Implementation in pure Numpy of neural networks models.
NumPyNet supports a syntax very close to the Keras one but it is written using only Numpy functions: in this way it is very light and fast to install and use/modify.

Overview

NumPyNet is born as educational framework for the study of Neural Network models.
It is written trying to balance code readability and computational performances and it is enriched with a large documentation to better understand the functionality of each script.
The library is written in pure Python and the only external library used is Numpy (a base package for the scientific research).

Despite all common libraries are correlated by a wide documentation is often difficult for novel users to move around the many hyper-links and papers cited in them.
NumPyNet tries to overcome this problem with a minimal mathematical documentation associated to each script and a wide range of comments inside the code.

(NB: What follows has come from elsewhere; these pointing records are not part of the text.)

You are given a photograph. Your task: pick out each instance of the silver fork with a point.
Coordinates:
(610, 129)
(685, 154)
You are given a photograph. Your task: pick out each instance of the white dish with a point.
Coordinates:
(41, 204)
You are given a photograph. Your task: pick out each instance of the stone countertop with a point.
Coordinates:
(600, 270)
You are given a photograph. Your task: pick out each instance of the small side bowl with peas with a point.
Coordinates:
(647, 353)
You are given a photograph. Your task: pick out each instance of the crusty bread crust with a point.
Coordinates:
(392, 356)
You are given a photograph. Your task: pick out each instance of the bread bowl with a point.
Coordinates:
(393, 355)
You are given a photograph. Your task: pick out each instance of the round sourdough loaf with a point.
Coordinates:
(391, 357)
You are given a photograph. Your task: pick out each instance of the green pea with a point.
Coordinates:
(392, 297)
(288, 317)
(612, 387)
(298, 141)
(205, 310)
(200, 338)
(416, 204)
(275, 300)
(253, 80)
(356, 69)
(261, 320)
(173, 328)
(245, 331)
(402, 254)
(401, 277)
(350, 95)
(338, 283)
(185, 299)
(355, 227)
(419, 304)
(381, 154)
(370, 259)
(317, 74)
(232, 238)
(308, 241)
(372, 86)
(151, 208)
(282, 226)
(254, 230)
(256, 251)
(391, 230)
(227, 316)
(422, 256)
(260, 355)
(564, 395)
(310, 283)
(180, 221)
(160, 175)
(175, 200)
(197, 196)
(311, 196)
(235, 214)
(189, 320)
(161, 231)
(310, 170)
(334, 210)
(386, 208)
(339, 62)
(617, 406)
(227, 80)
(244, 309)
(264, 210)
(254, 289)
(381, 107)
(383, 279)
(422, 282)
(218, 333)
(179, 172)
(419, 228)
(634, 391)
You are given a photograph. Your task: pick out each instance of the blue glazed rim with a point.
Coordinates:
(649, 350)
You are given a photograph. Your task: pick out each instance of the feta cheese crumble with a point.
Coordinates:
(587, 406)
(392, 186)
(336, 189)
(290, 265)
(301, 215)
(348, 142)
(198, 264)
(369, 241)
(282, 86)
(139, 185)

An other “problem” to take in count is related to performances.
Libraries like Tensorflow are certainly efficient from a computational point-of-view and the numerous wrappers (like Keras library) guarantee an extremely simple user interface.
On the other hand, the deeper functionalities of the code and the implementation strategies used are unavoidably hidden behind tons of code lines.
In this way the user can perform complex computational tasks using the library as black-box package.
NumPyNet wants to overcome this problem using simple Python codes, with extremely readability also for novel users, to better understand the symmetry between mathematical formulas and code.

Theory

We propose a full list of mathematical instructions about each layer model into our online documentation.
Each script is also combined with a very simple usage into its __main__ section: in this way we can easily visualize the results produced by each function into a test image.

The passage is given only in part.